Dos halos albos se apartaron del grupo en dirección al patio de la misión. La superiora, seguida de las madres, caminó hacia la residencia, pegada al muro de la huerta, donde un graznido ahogaba, a intervalos caprichosos, el aleteo de los murciélagos y el chirrido de los grillos. Entre los frutales surgían guiños y destellos ¿cocuyos?, ¿ojos de lechuzas? La superiora se detuvo ante la capilla.

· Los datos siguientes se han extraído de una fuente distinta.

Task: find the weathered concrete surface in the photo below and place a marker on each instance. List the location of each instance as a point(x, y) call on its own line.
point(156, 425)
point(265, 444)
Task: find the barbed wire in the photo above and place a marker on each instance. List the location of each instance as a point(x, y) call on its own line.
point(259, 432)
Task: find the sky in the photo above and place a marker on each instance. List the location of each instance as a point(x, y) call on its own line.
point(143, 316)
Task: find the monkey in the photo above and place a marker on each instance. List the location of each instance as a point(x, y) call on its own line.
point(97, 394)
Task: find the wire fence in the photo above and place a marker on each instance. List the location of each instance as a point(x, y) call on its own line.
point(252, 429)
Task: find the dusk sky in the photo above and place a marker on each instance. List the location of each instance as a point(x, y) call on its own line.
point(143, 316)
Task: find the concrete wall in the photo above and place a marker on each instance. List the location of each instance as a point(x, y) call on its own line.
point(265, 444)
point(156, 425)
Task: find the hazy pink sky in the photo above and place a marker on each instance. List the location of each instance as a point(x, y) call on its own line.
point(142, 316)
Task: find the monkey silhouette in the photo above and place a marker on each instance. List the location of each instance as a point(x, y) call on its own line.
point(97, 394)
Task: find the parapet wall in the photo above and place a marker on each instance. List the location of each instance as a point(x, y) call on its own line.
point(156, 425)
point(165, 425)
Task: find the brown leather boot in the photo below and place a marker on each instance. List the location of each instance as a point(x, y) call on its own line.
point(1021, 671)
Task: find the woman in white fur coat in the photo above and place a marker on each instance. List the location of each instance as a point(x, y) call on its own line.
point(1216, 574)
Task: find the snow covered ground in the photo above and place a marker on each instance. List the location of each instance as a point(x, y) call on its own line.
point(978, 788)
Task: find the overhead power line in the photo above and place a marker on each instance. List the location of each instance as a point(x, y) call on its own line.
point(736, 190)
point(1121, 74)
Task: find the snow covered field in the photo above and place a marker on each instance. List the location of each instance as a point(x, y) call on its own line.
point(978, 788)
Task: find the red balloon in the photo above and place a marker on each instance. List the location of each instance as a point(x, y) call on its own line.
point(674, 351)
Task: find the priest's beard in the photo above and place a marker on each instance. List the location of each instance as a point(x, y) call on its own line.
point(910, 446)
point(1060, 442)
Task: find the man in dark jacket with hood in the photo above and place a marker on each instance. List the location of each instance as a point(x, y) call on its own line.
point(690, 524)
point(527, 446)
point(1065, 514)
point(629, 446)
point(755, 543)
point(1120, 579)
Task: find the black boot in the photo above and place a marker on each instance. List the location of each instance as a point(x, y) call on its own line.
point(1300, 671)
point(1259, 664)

– Entren ustedes, madres -dijo suavemente-. Ruéguenle a la Virgen que no ocurra ninguna desgracia. Yo vendré luego.

Santa María de Nieva es como una pirámide irregular y su base son los ríos. El embarcadero está sobre el Nieva y en torno al muelle flotante se balancean las canoas de los aguarunas, los bores y lanchas de los cristianos. Más arriba está la plaza cuadrada de tierra ocre, en cuyo centro se elevan dos troncos de capirona, lampiños y corpulentos. En uno de ellos izan los guardias la bandera en Fiestas Patrias. Y alrededor de la plaza están la comisaría, la casa del gobernador, varias viviendas de cristianos y la cantina de Paredes, que es también comerciante, carpintero y sabe preparar pusangas, esos filtros que contagian el amor. Y más arriba todavía, en dos colinas que son como los vértices de la ciudad, están los locales de la misión: techos de calamina, horcones de barro y de pona, paredes enlucidas de cal, tela metálica en las ventanas, puertas de madera.